Гербовый столб - Валерий Степанович Рогов
— Эх ты, бляха! — грубовато воскликнула она. — Да не верьте вы этим призывам! По радио говорят одно, а в жизни совсем другое. Не давали жить и сейчас не дают. Спрашиваете, как корову держать? Да лучше не держать родимую! Точно вам говорю.
— Вот в прошлом годе, — разъясняла, — сельсовет дал справку, чтобы скосить луг. Не уходить же корму под зиму, так ведь? Ан нет, не так! Ну, все же мы взялись — дочь, зять помогли. Ну, и я со своим старым. А он у меня инвалид, искалечен на фронте, правая ладонь так наискось отрублена: косец-то с изъяном.
— Ну, накосили, — продолжала. — Отправили нашего ветерана за трахтором. Чтобы помог перевезть. Только они прибыли, как тут же являются дирехтор с парторгом. Сытые, гады, да еще злые. И заявляют трахтористу, чтоб вез, значит, на ферму. Потому-де, что наше сено. Ну, я побежала к секретарше, в сельсовет. Ну, к той, что справку давала согласно нонешним постановлениям. Прибежали мы. Та внушает им: мол, разрешила, так как территория сельсовета. А они плевали! Дирехтор, так этот бугай с наглой угрозой заявляет: «Ну и что? Территория пусть и твоя, а сено наше. Поняла?»
— А нам, б‑бляха... — губы у нее дрогнули, глаза затянуло пеленой, вот-вот скатятся по морщинам-желобам слезы. Но пересилила себя. Успокоившись, продолжала, но непримиримо, с горечью: — А нам... дудки! Два трахтора с прицепами увезли, и хоть бы копейку за труд-то наш отсчитали.

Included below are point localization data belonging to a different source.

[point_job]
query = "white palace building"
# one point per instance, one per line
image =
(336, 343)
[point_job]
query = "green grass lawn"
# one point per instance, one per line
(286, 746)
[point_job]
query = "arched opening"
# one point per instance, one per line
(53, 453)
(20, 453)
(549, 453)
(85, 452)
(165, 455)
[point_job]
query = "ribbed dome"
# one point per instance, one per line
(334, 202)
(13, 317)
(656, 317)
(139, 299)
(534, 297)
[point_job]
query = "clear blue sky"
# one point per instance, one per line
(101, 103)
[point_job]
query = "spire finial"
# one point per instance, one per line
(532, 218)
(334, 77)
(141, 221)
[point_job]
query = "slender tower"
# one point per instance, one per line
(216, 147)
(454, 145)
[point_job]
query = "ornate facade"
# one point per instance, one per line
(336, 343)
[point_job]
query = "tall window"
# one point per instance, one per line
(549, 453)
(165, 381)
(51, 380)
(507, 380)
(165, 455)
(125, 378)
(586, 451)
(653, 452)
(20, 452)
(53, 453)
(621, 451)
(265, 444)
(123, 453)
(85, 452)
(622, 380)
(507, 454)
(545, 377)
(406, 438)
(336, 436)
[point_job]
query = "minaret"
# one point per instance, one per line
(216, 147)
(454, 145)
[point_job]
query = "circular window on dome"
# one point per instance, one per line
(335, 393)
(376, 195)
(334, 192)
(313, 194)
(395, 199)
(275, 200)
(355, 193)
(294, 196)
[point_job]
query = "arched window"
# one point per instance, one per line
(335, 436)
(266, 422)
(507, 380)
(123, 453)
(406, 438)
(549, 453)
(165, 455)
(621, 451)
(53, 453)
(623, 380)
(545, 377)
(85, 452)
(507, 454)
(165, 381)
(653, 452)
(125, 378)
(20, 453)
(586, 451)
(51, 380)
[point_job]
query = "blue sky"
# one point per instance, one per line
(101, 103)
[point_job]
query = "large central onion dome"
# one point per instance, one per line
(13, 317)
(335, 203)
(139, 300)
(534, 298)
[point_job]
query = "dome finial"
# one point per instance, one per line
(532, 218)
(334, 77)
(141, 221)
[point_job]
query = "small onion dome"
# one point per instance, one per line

— Да не в копейке дело! — махнула рукой. — В Москве болтают одно, а эти что хотят, то и воротят. Погибла Россия, точно вам говорю. С такими — погибла! Попробуй их переломить! Не‑е, не отступят. Всю власть забрали. И связываться с ними никто не желает. А они, ето демагоги! Ох, как распевают о государственном интересе. Как кочеты, только и горлопанят: для страны! для народа! Тьфу!..
— Ну, — продолжала она, — зять с дочерью возмутились. Они в Обнинске живут. Где атомная станция. Зятюшка, так тот побежал в «Знаменку», газету областную. Только я его останавливала. Говорила: мол, ничего не будет. Но вы же образованные, интеллигенты, простому слову не верите. Хотя возмущение у нас, конечно, было большое. Отец-то в больницу загремел. Все у него раны разболелись — с переживу-то да от обиды. Сердце захолостнуло — стар уже, инвалид. А «Знаменка», так та переслала ответ сюда, к дирехтору с парторгом. Мол, разберитесь. Вот так, бляха, и замкнулось.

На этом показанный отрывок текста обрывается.